A recount is officially happening in three of Florida’s most prominent elections.
Around 1:30 p.m. Saturday, the secretary of state ordered a machine recount for the U.S. Senate race between Gov. Rick Scott and incumbent Sen. Bill Nelson, the Florida gubernatorial race between Tallahassee Mayor Andrew Gillum and Ron DeSantis and the Florida agriculture commissioner race between Matt Caldwell and Nikki Fried.
The recount is required by Florida law if results show a less than 0.5 percentage point vote difference between two candidates. Saturday’s unofficial returns show Nelson trailing Scott by 12,562 votes, just 0.15 of a percentage point of the over 8.1 million received. Gillum is 33,684 votes behind DeSantis, making the race divided by 0.41 of a percentage point. Caldwell, with 4,025,011 votes, has the narrowest margin, only a 0.06 of a percentage point difference from Fried’s 4,030,337 votes.
Results from the recount will comprise the second unofficial results, which are due to the secretary of state by Thursday. If those result in a less than 0.25 percent difference between the two candidates, then a hand recount will be ordered.
The recount will be conducted by machine, meaning workers will reload every ballot into the county’s vote tabulators. If there are ballots with overvotes or undervotes, meaning a voter selected either too many or too few options, they will be set aside. If a hand recount is ordered, those ballots will be checked manually.

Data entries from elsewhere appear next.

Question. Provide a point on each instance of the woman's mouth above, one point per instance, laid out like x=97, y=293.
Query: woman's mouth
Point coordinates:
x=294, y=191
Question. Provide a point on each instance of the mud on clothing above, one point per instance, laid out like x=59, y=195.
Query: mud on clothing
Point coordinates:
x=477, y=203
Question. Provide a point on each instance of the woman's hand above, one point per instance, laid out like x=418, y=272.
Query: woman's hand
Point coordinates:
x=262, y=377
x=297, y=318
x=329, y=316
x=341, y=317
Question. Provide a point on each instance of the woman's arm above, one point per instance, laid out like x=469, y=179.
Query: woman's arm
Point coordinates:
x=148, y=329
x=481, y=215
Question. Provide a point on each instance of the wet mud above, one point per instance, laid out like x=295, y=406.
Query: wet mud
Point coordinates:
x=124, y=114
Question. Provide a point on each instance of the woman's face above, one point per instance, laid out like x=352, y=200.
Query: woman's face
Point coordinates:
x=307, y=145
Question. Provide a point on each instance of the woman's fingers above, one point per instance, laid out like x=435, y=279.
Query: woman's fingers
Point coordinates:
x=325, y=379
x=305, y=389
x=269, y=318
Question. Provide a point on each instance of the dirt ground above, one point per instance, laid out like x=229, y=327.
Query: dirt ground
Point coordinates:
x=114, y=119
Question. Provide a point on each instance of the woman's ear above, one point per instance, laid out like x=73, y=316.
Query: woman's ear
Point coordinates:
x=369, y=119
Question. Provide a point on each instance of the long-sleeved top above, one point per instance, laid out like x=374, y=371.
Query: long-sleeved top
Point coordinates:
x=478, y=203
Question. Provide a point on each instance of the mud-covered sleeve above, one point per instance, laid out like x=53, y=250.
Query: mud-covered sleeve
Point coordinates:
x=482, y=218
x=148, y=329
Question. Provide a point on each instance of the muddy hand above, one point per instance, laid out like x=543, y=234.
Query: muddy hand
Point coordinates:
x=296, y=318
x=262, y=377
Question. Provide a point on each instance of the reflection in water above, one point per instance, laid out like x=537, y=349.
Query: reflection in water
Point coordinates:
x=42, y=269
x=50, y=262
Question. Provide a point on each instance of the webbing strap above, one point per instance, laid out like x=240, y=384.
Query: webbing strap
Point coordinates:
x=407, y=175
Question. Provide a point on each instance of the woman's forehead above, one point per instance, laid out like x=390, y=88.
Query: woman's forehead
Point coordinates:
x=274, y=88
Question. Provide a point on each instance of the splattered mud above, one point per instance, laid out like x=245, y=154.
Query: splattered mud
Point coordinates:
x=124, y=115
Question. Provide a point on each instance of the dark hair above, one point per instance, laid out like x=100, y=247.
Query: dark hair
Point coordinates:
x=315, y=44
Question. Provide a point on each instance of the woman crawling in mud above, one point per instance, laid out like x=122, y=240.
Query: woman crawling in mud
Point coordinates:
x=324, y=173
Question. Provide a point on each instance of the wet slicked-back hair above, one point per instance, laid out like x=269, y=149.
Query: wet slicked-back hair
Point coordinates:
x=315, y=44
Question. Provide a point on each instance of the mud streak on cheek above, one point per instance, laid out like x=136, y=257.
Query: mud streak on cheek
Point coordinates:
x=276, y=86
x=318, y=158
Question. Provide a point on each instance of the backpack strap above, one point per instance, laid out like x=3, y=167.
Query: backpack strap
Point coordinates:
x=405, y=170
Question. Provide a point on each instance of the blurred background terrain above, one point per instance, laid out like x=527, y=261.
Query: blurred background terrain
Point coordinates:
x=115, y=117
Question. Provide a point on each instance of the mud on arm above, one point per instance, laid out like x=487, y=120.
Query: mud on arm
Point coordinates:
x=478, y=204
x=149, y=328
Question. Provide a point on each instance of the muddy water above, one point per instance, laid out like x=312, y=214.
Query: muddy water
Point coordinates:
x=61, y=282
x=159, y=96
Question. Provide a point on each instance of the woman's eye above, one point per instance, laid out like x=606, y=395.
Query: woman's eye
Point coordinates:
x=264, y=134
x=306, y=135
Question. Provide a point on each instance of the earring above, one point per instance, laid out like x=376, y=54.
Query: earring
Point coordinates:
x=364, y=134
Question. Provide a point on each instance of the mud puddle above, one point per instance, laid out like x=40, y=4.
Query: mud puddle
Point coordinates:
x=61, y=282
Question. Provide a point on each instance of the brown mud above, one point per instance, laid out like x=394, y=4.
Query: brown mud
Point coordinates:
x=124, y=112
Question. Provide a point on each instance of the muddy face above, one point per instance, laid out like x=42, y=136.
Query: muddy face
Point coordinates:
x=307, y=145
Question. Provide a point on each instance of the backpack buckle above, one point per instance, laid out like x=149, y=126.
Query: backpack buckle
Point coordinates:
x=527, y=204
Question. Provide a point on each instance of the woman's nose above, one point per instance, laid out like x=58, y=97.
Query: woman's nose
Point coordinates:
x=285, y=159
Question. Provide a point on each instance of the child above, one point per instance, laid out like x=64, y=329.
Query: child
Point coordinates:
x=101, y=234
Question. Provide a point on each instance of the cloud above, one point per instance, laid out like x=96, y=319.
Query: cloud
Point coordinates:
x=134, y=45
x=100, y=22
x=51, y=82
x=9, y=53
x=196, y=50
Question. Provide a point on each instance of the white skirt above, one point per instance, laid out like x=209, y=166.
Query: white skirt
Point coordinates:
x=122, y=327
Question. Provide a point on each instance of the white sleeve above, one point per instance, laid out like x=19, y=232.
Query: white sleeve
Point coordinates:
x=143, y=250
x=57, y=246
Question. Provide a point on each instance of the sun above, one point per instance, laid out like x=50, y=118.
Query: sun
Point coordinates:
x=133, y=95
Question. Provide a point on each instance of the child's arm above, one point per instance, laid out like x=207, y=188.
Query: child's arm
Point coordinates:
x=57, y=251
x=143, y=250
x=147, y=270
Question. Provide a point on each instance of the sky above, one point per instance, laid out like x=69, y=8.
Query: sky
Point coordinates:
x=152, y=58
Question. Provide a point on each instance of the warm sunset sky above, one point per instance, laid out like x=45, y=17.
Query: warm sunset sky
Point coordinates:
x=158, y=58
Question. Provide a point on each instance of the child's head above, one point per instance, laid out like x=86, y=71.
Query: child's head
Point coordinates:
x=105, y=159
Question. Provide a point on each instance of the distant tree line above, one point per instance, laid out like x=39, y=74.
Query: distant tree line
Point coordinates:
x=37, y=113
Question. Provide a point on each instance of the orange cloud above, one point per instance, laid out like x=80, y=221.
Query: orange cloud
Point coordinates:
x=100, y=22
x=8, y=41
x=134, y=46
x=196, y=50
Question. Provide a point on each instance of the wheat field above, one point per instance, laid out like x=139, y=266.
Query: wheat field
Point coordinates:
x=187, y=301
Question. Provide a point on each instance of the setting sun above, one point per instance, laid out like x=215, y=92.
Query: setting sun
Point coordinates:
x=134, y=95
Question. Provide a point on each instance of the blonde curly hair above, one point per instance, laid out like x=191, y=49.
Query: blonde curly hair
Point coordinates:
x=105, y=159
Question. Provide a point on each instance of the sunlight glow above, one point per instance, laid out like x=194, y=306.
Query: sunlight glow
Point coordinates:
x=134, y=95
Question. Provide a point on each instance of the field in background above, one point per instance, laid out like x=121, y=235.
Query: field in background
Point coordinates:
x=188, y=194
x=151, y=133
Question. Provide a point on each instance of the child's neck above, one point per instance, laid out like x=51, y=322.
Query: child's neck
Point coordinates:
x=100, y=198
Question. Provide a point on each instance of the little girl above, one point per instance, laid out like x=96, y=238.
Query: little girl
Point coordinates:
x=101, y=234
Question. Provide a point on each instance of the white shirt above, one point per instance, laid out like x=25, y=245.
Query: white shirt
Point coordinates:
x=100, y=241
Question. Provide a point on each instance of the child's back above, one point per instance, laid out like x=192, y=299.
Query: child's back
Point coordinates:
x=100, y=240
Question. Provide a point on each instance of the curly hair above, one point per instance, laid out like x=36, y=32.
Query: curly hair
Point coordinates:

Though Gillum’s campaign has been more publicly vocal about the mayor’s support of a recount, Gillum did deliver a concession speech Election night and has not withdrawn it. DeSantis has not released a public statement on the possibility of a recount, but President Donald Trump, who endorsed DeSantis, has commented on the recount via his tweets.
“Mayor Gillum conceded on Election Day and now Broward County has put him ‘back into play,'” Trump said in a tweet Friday. “Bill Nelson conceded Election – now he’s back in play!? This is an embarrassment to our Country and to Democracy!”
Scott and Nelson have both had very different reactions to the possibility of a recount.
Scott has publicly decried it and has brought lawsuits against both the Broward County and Palm Beach County supervisors of elections, alleging that both offices mismanaged votes. Caldwell followed with his own lawsuit, asking the court to “determine if Broward County Supervisor of Elections Brenda Snipes illegally included ballots after polls closed.”
A judge ruled in favor of Scott on Friday, ordering Broward County Supervisor of Elections Brenda Snipes to turn over her ballot collection records. However, officials from Scott’s office said Saturday that Snipes refused to confirm whether or not more ballots exist that need to be counted.
Nelson is suing Florida Secretary of State Ken Detzner over vote-by-mail ballots and the process used to validate them. Nelson’s lawyer said the signature-matching process involved in confirming votes is faulty and could allow actual ballots to be counted as provisional.
Officials from the Florida Department of Law Enforcement said Friday that their office has not received any allegations of voter fraud from the Florida Department of State.
Official returns of votes are scheduled to be reviewed by Scott, as the current governor, Nov. 20.